Была ль весенних дней томительная вязь,
Где малый ангелок со рдеющею бритвой,
Ямбически легла антоновская грязь,
Экзархам серебрить купель ее молитвой.
А мы своих молитв не помним, бродники
Летейские чадят и гасят отраженья,
Проемы тяжелы, где топятся венки
И ангелы следят неловкие движенья.
Ах, томных ангелков еще мы укорим,
Не стоят копий тех загубленные чада,
Стравили весело, а десно мы горим
Теперь за серебром портального фасада.
Антоновки давно украли вещуны,
Кому их поднесут, не мертвым ли царевнам,
Яд более тяжел, когда огни темны
И славские шелка развеяны по Плевнам.
Что русский симфонизм, его терничный мед
Отравы горше злой, архангелы пианство
Приветствуют быстрей, надневский черный лед
Страшнее для певцов, чем Парок ницшеанство.
Гори, пылай, Нева, цикуту изливай,
Рифмованную труть гони по Мойке милой,
Обводный холоди гранитом, даровай
Бессмертие певцам холодности унылой.
Я долго созерцал те волны и гранит,
Печалил ангелков, их лепью умилялся,
Доднесь алмазный взор оцветники темнит,
За коими Христос злотравленным являлся.
Забрали музы тень благую на Фавор,
Терновьем повели строки невыяснимость,
А чем и потянуть бессмертие, камор
Пылающих черед гасить хотя ревнимость.
На золоте зеркал горят останки лип,
Раструбы лиц и чресл и в пролежнях полати,
И, багрие разъяв, зрит цинковый Эдип,
Как мертвый Кадм парит в кругу фиванской знати.

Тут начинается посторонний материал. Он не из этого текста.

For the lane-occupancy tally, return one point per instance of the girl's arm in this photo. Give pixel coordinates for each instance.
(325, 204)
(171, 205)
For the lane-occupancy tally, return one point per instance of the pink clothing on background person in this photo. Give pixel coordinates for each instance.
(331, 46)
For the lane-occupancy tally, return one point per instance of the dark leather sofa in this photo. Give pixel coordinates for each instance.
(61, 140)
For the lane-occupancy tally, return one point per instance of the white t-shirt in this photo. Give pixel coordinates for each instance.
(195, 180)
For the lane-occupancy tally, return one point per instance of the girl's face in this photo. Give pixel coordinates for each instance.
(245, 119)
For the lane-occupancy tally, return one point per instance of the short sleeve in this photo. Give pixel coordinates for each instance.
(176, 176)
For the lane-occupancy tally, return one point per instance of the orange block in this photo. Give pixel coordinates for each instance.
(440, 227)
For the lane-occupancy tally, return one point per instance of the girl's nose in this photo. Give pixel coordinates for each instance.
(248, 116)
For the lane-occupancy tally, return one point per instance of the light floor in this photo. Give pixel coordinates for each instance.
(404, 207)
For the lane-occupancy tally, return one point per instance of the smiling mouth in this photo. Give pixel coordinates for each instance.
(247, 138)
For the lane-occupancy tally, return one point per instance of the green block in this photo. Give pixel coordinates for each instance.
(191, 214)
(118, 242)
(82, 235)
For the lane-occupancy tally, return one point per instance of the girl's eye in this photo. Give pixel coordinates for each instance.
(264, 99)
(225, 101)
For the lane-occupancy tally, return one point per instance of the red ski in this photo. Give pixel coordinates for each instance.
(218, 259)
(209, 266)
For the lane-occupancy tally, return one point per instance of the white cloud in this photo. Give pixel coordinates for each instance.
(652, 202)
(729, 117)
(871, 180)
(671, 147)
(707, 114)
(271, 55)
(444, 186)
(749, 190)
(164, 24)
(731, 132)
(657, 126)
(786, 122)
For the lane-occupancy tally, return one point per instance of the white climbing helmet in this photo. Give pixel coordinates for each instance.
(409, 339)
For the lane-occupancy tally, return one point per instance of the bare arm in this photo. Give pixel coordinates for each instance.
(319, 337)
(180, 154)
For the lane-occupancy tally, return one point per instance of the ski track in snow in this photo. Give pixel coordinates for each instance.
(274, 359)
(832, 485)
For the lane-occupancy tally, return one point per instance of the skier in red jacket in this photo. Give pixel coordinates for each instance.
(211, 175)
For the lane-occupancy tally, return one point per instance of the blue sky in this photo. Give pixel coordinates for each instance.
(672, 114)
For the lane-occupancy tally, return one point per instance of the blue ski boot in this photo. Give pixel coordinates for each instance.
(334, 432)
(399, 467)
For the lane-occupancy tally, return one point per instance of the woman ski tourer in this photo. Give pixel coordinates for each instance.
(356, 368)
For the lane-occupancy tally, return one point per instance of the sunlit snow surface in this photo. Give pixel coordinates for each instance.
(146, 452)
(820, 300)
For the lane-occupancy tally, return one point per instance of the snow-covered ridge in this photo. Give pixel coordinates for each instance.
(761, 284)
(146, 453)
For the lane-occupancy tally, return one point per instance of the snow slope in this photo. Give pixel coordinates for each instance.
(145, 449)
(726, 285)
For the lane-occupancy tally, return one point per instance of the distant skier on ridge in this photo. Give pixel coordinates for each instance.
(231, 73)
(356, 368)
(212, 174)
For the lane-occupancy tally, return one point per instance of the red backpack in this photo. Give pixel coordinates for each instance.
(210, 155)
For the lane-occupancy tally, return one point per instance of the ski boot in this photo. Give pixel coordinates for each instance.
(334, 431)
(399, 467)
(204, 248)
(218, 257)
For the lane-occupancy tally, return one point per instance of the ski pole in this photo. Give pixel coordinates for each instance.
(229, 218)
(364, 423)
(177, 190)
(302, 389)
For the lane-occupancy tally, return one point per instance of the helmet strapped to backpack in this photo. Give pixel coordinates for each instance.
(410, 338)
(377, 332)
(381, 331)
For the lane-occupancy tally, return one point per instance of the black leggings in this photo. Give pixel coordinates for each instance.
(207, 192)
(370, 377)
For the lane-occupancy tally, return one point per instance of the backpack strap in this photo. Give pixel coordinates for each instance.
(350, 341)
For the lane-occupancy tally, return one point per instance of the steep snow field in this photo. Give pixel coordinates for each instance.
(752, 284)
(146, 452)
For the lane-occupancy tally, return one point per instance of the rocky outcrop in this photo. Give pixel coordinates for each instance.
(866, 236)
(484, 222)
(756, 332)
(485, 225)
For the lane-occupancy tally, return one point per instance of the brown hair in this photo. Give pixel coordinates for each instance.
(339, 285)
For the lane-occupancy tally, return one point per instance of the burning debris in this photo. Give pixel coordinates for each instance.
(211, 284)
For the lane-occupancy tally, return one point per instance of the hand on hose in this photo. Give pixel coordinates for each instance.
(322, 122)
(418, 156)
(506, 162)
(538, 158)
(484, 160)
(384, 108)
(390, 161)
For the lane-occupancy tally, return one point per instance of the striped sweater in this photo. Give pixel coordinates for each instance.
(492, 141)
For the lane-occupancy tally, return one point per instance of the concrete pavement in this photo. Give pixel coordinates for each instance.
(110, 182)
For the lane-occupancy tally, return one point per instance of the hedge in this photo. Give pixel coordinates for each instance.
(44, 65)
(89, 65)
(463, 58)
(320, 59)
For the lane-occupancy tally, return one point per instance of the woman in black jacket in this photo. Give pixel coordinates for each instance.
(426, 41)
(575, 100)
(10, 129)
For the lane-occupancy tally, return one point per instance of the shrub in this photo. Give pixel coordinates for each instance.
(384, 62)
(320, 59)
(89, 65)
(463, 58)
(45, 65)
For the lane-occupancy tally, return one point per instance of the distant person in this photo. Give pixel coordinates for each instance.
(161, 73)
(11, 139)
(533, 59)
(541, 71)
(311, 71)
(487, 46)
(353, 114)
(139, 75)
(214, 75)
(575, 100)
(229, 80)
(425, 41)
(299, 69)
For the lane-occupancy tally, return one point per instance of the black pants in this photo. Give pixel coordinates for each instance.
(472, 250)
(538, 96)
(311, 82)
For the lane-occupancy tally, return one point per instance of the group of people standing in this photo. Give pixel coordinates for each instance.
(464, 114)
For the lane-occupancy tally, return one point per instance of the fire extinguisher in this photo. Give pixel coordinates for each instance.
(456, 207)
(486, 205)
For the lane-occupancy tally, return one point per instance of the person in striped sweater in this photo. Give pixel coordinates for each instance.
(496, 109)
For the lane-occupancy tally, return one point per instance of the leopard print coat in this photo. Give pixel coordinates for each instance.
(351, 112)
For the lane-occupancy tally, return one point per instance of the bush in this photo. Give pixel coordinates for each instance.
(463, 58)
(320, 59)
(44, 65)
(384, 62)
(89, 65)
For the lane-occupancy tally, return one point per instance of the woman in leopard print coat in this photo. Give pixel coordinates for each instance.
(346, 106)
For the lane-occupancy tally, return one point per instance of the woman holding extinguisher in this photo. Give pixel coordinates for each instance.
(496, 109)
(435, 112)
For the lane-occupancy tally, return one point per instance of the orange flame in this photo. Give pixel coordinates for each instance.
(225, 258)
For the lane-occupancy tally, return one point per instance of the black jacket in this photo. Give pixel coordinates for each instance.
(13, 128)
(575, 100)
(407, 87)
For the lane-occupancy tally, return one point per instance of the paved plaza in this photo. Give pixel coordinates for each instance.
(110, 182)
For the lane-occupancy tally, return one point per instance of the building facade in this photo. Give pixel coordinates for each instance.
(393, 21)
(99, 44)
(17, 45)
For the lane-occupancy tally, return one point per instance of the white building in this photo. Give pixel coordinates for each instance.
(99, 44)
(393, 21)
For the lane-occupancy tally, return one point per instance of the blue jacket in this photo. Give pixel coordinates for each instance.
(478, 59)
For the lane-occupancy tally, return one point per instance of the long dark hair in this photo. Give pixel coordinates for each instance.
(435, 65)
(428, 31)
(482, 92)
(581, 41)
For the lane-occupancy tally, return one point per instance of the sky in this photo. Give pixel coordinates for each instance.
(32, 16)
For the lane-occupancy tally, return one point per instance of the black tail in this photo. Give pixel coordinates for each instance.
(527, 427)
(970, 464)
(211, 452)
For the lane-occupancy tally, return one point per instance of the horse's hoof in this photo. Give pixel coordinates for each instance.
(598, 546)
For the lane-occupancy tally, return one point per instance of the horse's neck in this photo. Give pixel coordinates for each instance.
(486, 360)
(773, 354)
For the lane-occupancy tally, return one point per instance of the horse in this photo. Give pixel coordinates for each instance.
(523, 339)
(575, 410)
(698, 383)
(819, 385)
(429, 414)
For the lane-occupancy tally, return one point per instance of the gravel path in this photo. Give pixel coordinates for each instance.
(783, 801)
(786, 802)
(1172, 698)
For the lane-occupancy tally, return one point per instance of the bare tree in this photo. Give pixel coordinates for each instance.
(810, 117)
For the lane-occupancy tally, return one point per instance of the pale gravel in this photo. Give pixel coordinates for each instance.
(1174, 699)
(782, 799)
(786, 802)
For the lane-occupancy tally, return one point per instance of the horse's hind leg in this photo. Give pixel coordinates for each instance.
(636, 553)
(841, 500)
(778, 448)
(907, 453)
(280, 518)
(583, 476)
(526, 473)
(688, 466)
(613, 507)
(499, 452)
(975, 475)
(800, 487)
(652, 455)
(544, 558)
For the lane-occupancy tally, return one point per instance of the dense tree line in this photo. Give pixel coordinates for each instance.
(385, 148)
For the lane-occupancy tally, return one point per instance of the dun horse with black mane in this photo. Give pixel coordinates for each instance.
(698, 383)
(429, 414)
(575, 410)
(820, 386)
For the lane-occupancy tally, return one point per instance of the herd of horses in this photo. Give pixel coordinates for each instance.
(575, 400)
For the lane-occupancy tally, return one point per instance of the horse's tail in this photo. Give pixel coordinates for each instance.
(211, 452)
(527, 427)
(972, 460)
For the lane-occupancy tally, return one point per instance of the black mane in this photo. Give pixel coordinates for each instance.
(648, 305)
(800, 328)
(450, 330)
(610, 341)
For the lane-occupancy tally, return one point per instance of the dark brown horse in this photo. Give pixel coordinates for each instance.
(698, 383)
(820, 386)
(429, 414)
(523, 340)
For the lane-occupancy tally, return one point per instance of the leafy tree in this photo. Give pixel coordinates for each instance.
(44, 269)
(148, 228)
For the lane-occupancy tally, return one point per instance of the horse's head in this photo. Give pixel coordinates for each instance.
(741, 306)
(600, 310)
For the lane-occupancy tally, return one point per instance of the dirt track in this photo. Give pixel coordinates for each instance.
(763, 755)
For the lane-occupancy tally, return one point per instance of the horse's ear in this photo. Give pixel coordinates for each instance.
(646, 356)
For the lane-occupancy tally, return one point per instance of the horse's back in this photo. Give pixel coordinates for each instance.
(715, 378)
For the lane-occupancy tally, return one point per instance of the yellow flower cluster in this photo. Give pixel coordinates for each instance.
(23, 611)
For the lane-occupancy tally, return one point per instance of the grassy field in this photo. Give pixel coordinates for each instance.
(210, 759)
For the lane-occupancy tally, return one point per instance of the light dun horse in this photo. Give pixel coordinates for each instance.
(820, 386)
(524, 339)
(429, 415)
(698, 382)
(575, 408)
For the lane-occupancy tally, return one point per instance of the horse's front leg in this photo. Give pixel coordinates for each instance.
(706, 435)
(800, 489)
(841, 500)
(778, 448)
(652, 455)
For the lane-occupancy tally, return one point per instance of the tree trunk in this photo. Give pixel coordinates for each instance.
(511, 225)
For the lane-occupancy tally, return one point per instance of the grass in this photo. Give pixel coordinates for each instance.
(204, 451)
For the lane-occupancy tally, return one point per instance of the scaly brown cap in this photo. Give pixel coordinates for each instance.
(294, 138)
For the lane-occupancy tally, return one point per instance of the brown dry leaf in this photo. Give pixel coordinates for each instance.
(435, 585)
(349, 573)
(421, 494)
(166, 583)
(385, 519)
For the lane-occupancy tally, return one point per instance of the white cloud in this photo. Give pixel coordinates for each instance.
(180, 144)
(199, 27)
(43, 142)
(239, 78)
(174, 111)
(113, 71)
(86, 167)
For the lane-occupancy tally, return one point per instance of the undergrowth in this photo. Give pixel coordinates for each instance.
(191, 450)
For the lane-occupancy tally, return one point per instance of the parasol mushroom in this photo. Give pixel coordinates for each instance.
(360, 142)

В слепом альянсе зелень с чернью, а меж них
Кирпичные взялись деревья, и блистают
Их красные купы, да в небесех двойных
И ангелы, и демоны летают.
«Четверг избыл и узы сентября…»
Четверг избыл и узы сентября,
Потир ополоснул от иван-чая
Слезами, ничего не говоря,
Простимся, а пепле губы различая.
Не молви, днесь печали велики,
С бессмертием прощается славянка,
Пииты облачились во портки,
Для ангелов накрыта самобранка.
Нужны ли революции в раю,
И речь о том – бессмысленная треба,
Владимиры в ямбическом строю
Маршируют пред остием Эреба.
С классической привычкою хохмить
Успеем хоть ко вторничной сиесте,
Чтоб мертвые тростинки преломить
Лишь в милом Габриэля сердцу месте.
Где ж царские девишники сейчас,
Кого их юный цвет увеселяет,
Пусть чернит полотенце хлебный Спас,
Мечты в отроков ханука вселяет.
Мы с Анною заглянем в Баллантрэ ль,
Поместия мистический владетель
Нас звал, но сталась цинком акварель,
Без соли и текилы мертв свидетель.
От Радклиф отчураются писцы,
Магического жертвы реализма,
А десть куда тьмутомные свинцы
И вычурные замки модернизма.
Витий сакраментальные тома
Бравадою пустою обернулись,
Восславил кулинарию Дюма,
Иные царским шелком совернулись.
Какой еще приветствовать роман,
Иль «Норму», иль черево «Амстердама»,
Предательство повсюду и обман,
И глорья – астеническая дама.
Засушен лес норвежский на корню,
Исчах над тронной краскою версалец,
Я в мире, Габриэль, повременю
И спутник будет мне Мельмот-скиталец.
Бог весть куда спешили и, дивись,
Успели на престольные поминки,
И сирины понурые взнеслись,
Рекут о них иные метерлинки.
Еще заплачем зло по временам,
Всемилости не знавшим патриаршей,
В подвалы доносившим разве нам
Златые ноты моцартовских маршей.
Поэтому во плесень погребных
Чернил, блюдя предвечные обряды,
Мы вдалбливали звезд переводных
Столучья и не чтили колоннады.
Они держать устанут потолки
Дворцовые, холодную лепнину,
Со мрамором ломаются в куски
Архангелы, месившие нам глину.
Возведен замок, статью и венцом
Равенствующий Божеским чертогам,
Гарсиа, пред началом и концом
Лукавостью хотя отдарим слогам.
Тезаурус наш кровию потек,
Суетно с горней речью возвышаться,
Там ангели уместны, им далек
Тот промысел, какому совершаться.
Геройство бедных рыцарей пьянит,
А песни гасят мрамором очницы,
Бессмертие к сиесте временит,
Несутся мимо славы колесницы.
Летите вкось и дальше, нам пора
Иные внять венцы и обозренье,
Высокая окончилась игра,
Предательство есть плата за даренье.